This also explains World's move into payments and its expansion into messaging. World is collaborating with Shane Mac's team to integrate the decentralized messaging protocol XMTP directly into the application. Compared to centralized alternatives like Signal, WhatsApp, or Telegram, this approach offers significant privacy advantages. It turns out that if you want to be the invisible identity layer of the internet, you might first need to demonstrate your capabilities by building a better messaging product.
Before the event started, Shane Mac showed me his latest experiment—Convos. This app, also based on XMTP, shows that crypto's interoperability isn't limited to financial services but can extend to the communication tools people use daily. Convos uses cryptographic techniques to provide an experience that requires no registration, phone number, history, or tracking. And, of course, it also completely avoids relying on centralized servers.
The selling point here is that this could be the first truly "traceless" messaging app. In a world where every Slack message and email is permanently stored, conversations that truly disappear are becoming the ultimate luxury.
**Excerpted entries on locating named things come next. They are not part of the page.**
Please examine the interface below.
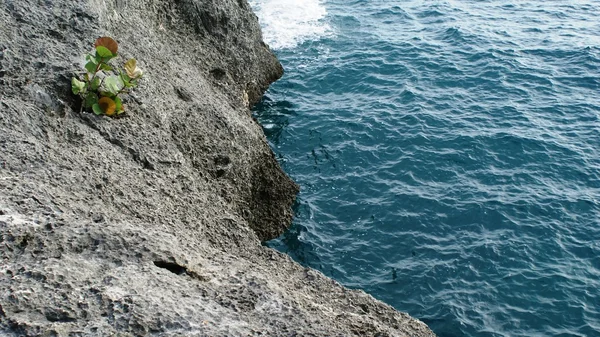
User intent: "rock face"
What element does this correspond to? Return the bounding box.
[0,0,433,336]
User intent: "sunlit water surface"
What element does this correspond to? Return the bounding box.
[251,0,600,337]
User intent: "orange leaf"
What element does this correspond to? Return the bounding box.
[98,97,117,116]
[94,36,119,55]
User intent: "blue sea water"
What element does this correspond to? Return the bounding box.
[250,0,600,337]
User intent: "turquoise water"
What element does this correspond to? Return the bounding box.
[251,0,600,336]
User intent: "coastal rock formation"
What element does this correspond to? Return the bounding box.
[0,0,433,336]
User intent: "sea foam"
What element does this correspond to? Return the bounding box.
[250,0,333,50]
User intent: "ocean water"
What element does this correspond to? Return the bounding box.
[250,0,600,337]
I imagine the earliest users might be investigative journalists, but the broader vision is to reset private conversation as the default mode of human interaction, not a suspicious exception.
Overall, although these experiments are still in their early stages, the trajectory is clear. Crypto infrastructure is finally starting to catch up to its initial declarations. Everything the crypto enthusiasts envisioned a decade ago is slowly becoming "boring" enough to be practical, and this is happening at a critical moment. As AI accelerates, the ability to use cryptography to verify truth is no longer just a philosophical hobby for cypherpunks, but an indispensable infrastructure for the entire digital economy.